Monday, February 1, 2010

Lee Mun Wah Gives a Fresh Look Into Diversity

The subject of race is touchy, and Lee Mun Wah brings a fresh perspective to a centuries old issue.

Upon meeting Mun Wah, I felt immediately at ease due to his calm demeanor. He put forth a plethora of wisdom when speaking.

Mun Wah is Chinese American, and gives seminars about diversity issues. He began his seminar at Vol State by telling a story about when he was a child.

He begins by referring to the shape of his eyes in a tone that produces laughter from the audience. At second glance, you see he isn’t laughing. “I spoke beautiful Cantonese, but I have no accent because of my first day of school.” Mun Wah continues telling the story. “I had a beautiful lunch box with amazing food; rice and fresh vegetables but the kids said that something smelled. I pretended it wasn’t my food, and after that I threw my beautiful lunch box in the trash.” This was a story of when he started school in America.

Vol State student Valerie Robb tells her story. “My family’s attorney takes advantage of my grandmother. He’s Caucasian, and I think he sees our family as ignorant.” Robb is African American.

Mun Wah asked the audience about different racial stereotypes. The stereotypes for Asians could be heard throughout the audience, “Smart,” “Can’t drive,” and “They all play video games.” Indian stereotypes were, “Vegetarians,” “Telemarketers,” and “They drive cabs.”

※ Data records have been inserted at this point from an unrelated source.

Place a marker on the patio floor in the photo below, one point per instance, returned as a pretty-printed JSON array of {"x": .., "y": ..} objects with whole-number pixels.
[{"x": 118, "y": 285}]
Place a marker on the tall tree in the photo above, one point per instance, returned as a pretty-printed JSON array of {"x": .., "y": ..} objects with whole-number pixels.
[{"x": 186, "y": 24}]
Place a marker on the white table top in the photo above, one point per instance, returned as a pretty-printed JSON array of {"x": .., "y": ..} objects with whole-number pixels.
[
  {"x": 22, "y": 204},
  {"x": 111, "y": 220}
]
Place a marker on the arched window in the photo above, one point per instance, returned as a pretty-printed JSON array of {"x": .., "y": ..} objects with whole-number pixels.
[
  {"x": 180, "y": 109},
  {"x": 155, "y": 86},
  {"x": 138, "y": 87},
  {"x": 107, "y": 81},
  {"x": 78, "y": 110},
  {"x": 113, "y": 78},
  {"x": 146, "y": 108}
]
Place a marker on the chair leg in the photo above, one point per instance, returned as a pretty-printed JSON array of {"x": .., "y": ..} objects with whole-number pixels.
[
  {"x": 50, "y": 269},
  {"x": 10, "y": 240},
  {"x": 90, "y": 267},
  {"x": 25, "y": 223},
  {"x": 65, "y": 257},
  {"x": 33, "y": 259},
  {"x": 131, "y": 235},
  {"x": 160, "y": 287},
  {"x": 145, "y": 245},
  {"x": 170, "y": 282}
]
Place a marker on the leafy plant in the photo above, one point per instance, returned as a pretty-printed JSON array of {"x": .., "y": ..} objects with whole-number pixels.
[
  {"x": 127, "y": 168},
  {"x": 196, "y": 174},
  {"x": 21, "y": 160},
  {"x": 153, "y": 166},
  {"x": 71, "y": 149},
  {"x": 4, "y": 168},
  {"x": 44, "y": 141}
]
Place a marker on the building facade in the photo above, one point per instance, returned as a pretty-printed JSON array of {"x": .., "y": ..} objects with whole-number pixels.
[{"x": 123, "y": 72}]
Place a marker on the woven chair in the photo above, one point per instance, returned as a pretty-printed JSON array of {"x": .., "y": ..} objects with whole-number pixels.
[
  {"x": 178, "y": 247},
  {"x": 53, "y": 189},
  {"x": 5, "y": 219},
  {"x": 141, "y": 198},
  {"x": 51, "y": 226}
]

Next, Mun Wah asked the audience if there are any questions about certain races that they have always wanted to ask. It felt like a safe environment for dispelling myths, and getting certain questions answered. Vol State student Aaron Doyka said, “I’ve wanted to ask many groups questions. I’ve wanted to ask if drinking Tequila and getting high is just an American stereotype for Mexicans.”

Mun Wah then asked the audience if there were any people with Hispanic ethnicity that would like to come up and answer that question. A student named Maggie stepped up and said, “My mother is Hispanic, and my father is white. In a panicked

state my mother stopped speaking Spanish to me, and there were times I hid the fact that I was Hispanic.” She went on to say that this was because of the stereotypes that people have. She said that this is a myth and not all Hispanics sit around and drink all day. They are very hard workers.

Mun Wah brought up another young man. He was an African American man named Antoine and was about 6’4” tall. Most audience members assumed he played basketball. “Yes, I play basketball. My favorite subject is computers though,” he said. Antoine was asked if he had ever been approached by a gang. “I’ve been approached, but never been in one.” He said that in high school, “If something happened in the class, they automatically assumed that I did it. It made me feel unwanted. I guess I figured that’s how it’s supposed to be.” Antoine said, “I don’t want people to overlook my skin color. I want to be accepted as a human being.”

After taking different comments and questions, Mun Wah then asked everyone to stand up, form a circle, and join hands. A lot of people don’t know how to deal with the issue of racism, and feel that ignoring it is best. Mun Wah explained that asking questions and becoming knowledgeable is one of the best ways to combat diversity issues.